How It Continues to Go

I had coffee with S. yesterday. She said some wise things. Made me assure her I’d talk to my therapist about other things.

I told my therapist that I am mildly sympathetic to my parents’ perspective on my life–that I have no one and nothing and my life is small and boring and I am unhappy–because that’s what I show them.

I don’t want them to meet my friends. I don’t want them to be here for things that are important to me if they can’t be supportive.
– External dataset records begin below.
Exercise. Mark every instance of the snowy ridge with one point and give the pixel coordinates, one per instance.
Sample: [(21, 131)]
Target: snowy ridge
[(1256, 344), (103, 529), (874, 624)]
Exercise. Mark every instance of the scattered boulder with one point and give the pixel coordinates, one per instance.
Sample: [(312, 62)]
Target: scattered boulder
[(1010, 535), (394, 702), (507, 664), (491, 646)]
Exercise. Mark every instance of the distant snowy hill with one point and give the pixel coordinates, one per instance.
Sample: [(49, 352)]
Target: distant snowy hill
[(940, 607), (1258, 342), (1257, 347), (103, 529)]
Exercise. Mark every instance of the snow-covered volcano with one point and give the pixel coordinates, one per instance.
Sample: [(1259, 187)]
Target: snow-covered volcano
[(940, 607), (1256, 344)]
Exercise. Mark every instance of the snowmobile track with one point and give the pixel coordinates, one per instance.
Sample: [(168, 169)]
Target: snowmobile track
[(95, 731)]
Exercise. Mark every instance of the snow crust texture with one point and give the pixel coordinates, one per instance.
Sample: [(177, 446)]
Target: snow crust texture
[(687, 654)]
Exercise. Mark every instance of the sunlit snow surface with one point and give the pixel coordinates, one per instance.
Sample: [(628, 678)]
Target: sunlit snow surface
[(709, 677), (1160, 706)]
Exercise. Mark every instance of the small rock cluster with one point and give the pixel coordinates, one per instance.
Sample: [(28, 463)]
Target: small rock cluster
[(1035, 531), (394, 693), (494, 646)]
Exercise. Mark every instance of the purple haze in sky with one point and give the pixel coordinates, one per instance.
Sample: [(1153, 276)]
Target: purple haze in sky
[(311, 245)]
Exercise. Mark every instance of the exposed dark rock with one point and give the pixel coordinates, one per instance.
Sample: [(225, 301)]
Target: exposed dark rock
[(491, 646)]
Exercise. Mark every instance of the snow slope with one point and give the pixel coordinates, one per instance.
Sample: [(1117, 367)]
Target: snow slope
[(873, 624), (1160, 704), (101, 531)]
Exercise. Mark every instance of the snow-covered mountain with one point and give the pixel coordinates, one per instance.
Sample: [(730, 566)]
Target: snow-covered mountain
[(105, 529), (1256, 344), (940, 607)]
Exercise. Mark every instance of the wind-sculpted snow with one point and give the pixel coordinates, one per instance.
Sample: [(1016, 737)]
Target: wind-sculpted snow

I’m convinced that there’s nothing good of mine they won’t ruin and I don’t want them to have access to my good things. To people I care about.

But also, a thing I said to S. that I hadn’t quite articulated to myself is that it really pisses me off that I’m broken right along lines they put in me–the belief that I’m unlovable because I’m fat, that no one will ever love me for various reasons, that people must just pity me and not really like me, etc. etc. etc. And then they’re pissed at me that I’m broken RIGHT WHERE THEY BROKE ME.

The things I’m responsible for? They work okay. I have good friends and an interesting life I like. I like my job. I feel very, very lucky in so many ways. I have built myself this good thing.

The stress fractures in my foundation aren’t because I’m “too” anything–too smart, too ambitious, too weird. They’re there from them.

And I feel like they’re angry both that I couldn’t survive them in one piece and that I’m surviving them.

One thought on “How It Continues to Go

  1. It’s a perfect way for miserable people to guarantee that they get to stay miserable. They created a situation where they can blame you, no matter what you do.